Virtualization concepts are increasingly realized in all the classic components of infrastructure: compute, storage, and networking. What impacts might you expect to CMDB for enterprises deploying virtualization technologies? What are the particular challenges with respect to CMDB and virtualization?
The pondering for me started with a combination training trip and workshop sort of exercise to a CMDB vendor recently. The workshop was more focused on the use of the CMDB as an embedded component of another facility, not a classic CMDB implementation in an enterprise. I was probably more interested in the general and typical utility of the product myself, not having much direct experience with CMDB implementations.
What struck me were the exchanges we had with the vendor with respect to modeling virtualized infrastructure and components. The issue is that this CMDB implementation, like most if not all others I imagine, really had no existing constructs to deal with many emerging virtualization concepts. Furthermore, we were having some trouble describing these technologies in a way that the vendor could discern how they should be modeled. A lot of this could be attributed to discussing abstract concepts that were not realized as physical components in the infrastructure. Grasping abstractions is just naturally harder than grasping boxes and wires.
There was no particular difficulty with the concept of a VLAN, or a service IP or VIP, this is relatively mature technology. There was much more trouble with more nuanced differences between technologies like Solaris Zones versus VMware or Xen type virtualization technologies, and some of the networking concepts like virtual NICs and the impact of real or virtual VLAN tagging on interfaces as they relate to things like link aggregation. I feel like we only scratched the surface insofar as discovering all the modeling challenges.
The problem with this as it is related to CMDB is that many of the core use cases involve understanding the impacts of change and the impacts of component outages on dependent services.

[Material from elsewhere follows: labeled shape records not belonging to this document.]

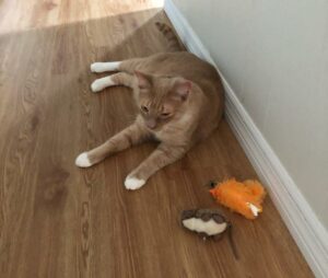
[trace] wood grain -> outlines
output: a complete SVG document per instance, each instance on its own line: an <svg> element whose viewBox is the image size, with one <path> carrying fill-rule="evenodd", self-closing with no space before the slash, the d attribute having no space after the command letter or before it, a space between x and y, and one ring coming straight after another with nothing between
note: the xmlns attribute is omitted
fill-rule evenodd
<svg viewBox="0 0 328 278"><path fill-rule="evenodd" d="M136 112L128 89L91 93L90 63L165 50L155 7L0 2L0 276L313 277L270 198L256 221L223 209L239 260L227 239L203 242L180 227L183 209L216 207L209 179L256 177L225 121L138 192L122 182L153 143L74 166Z"/></svg>

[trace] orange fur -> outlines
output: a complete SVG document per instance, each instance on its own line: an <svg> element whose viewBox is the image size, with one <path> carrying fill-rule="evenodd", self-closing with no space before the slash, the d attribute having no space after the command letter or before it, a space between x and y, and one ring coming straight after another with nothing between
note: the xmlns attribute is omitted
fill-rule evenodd
<svg viewBox="0 0 328 278"><path fill-rule="evenodd" d="M248 179L241 183L234 178L218 184L210 193L219 204L243 215L247 219L256 218L248 204L253 204L261 212L261 204L266 196L266 190L259 182Z"/></svg>

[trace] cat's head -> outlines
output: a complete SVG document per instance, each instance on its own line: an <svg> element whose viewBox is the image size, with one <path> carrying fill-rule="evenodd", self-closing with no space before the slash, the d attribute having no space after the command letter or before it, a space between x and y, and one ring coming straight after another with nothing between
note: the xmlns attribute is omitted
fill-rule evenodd
<svg viewBox="0 0 328 278"><path fill-rule="evenodd" d="M139 71L134 74L137 105L148 128L161 129L185 113L191 81L177 77L155 77Z"/></svg>

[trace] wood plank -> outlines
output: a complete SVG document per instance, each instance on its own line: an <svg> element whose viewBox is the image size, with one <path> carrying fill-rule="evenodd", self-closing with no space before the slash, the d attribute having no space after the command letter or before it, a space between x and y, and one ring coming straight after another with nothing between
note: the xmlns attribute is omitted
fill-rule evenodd
<svg viewBox="0 0 328 278"><path fill-rule="evenodd" d="M0 3L1 277L313 277L270 198L256 221L223 209L239 260L227 239L203 242L180 227L183 209L216 207L209 179L256 177L225 121L138 192L124 178L154 143L74 166L136 113L128 89L90 92L90 63L164 51L156 7Z"/></svg>

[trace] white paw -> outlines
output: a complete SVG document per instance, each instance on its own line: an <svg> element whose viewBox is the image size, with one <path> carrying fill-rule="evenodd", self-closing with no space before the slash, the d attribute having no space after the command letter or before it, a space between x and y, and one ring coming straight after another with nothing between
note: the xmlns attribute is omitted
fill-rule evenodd
<svg viewBox="0 0 328 278"><path fill-rule="evenodd" d="M104 71L103 62L93 62L91 63L90 69L92 72L103 72Z"/></svg>
<svg viewBox="0 0 328 278"><path fill-rule="evenodd" d="M93 62L90 66L92 72L105 72L105 71L116 71L120 61L108 61L108 62Z"/></svg>
<svg viewBox="0 0 328 278"><path fill-rule="evenodd" d="M77 159L75 159L75 165L79 167L90 167L92 164L87 158L87 152L82 152Z"/></svg>
<svg viewBox="0 0 328 278"><path fill-rule="evenodd" d="M144 184L145 184L145 181L139 179L137 177L129 177L129 176L127 176L127 178L125 181L126 188L130 189L130 190L136 190L136 189L140 188Z"/></svg>
<svg viewBox="0 0 328 278"><path fill-rule="evenodd" d="M96 93L110 85L114 85L110 77L99 78L93 81L91 84L91 90L92 92Z"/></svg>

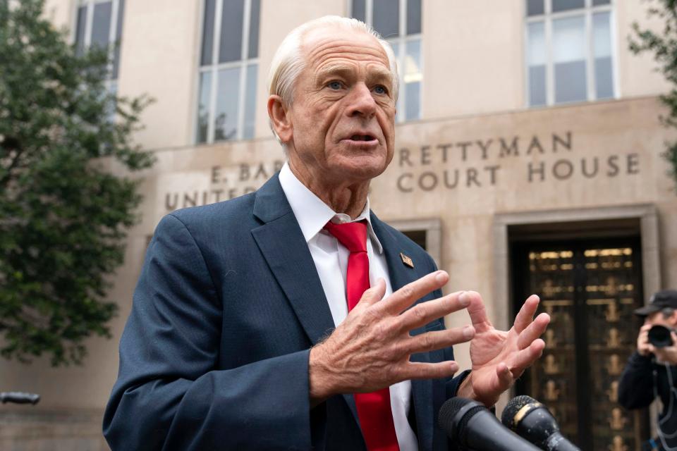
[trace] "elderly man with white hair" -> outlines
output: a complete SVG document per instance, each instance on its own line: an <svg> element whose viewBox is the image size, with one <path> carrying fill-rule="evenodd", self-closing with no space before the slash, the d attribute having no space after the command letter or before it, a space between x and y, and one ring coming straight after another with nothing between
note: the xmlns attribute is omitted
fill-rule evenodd
<svg viewBox="0 0 677 451"><path fill-rule="evenodd" d="M355 19L293 30L268 113L288 162L256 192L158 225L104 419L113 450L446 450L449 397L496 402L541 354L529 297L509 331L370 210L393 156L390 46ZM467 309L472 325L446 330ZM451 346L472 367L453 377Z"/></svg>

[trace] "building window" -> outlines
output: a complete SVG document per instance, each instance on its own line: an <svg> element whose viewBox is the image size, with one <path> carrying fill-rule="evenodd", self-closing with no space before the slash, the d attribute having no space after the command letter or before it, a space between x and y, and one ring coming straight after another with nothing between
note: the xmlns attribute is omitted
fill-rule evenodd
<svg viewBox="0 0 677 451"><path fill-rule="evenodd" d="M124 0L81 1L78 8L75 53L82 55L85 49L90 48L108 50L109 82L106 87L114 94L117 92L124 8Z"/></svg>
<svg viewBox="0 0 677 451"><path fill-rule="evenodd" d="M254 137L260 0L205 0L196 140Z"/></svg>
<svg viewBox="0 0 677 451"><path fill-rule="evenodd" d="M393 46L400 76L398 122L421 117L421 0L351 0L350 15Z"/></svg>
<svg viewBox="0 0 677 451"><path fill-rule="evenodd" d="M611 99L611 0L525 0L527 104Z"/></svg>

If you can’t model relationships correctly, the utility of the CMDB is significantly eroded. Jamming a virtual thing into a CMDB as though it were a real thing probably won’t cut it.
There’s also an irony. The need for CMDB in IT operations is far greater when using virtualization than when you aren’t. As an example of the kinds of issues we face, in my little own three machine lab, I have an explosion of DNS entries related to dozens of virtual machines, and I can no longer remember if these things still exist and where they are or were realized. I have iSCSI LUNs that are used both as direct attach block devices to real machines and others that are used by VMware to provide storage to dozens of machines, and others that are direct attach to virtual machines *within* the VMware infrastructure. The mind boggles.
Discounting the completely unconstrained lab as a good example of our modern, discipled and constrained enterprise architectures (*cough*, *cough*), it seems there is still a vast gapping chasm between what we need in a CMDB and what can currently be readily realized, both in terms of our collective experience and understanding as well as the readily available tools.
You state the problems we are having well. It does seem that one of the biggest upcoming issues that we (Sun Managed Operations) are dealing with is the demand for virtulization without an understanding of the added complexities.
We certainly have a huge number of customers who can and do benefit but we have been finding it hard to hold sensible conversations about monitoring and management of migratory virtulization initiatives.
Thankfully most of the deployments I am dealing with are relatively static and as such don’t expose the weakness in our tools (wrt/large scale dynamic changes) while playing in this particular arena.
Lou, I really enjoyed this blog, and thinking through the affects of virtualization helped me articulate the required direction for Configuration Management!! Thanks!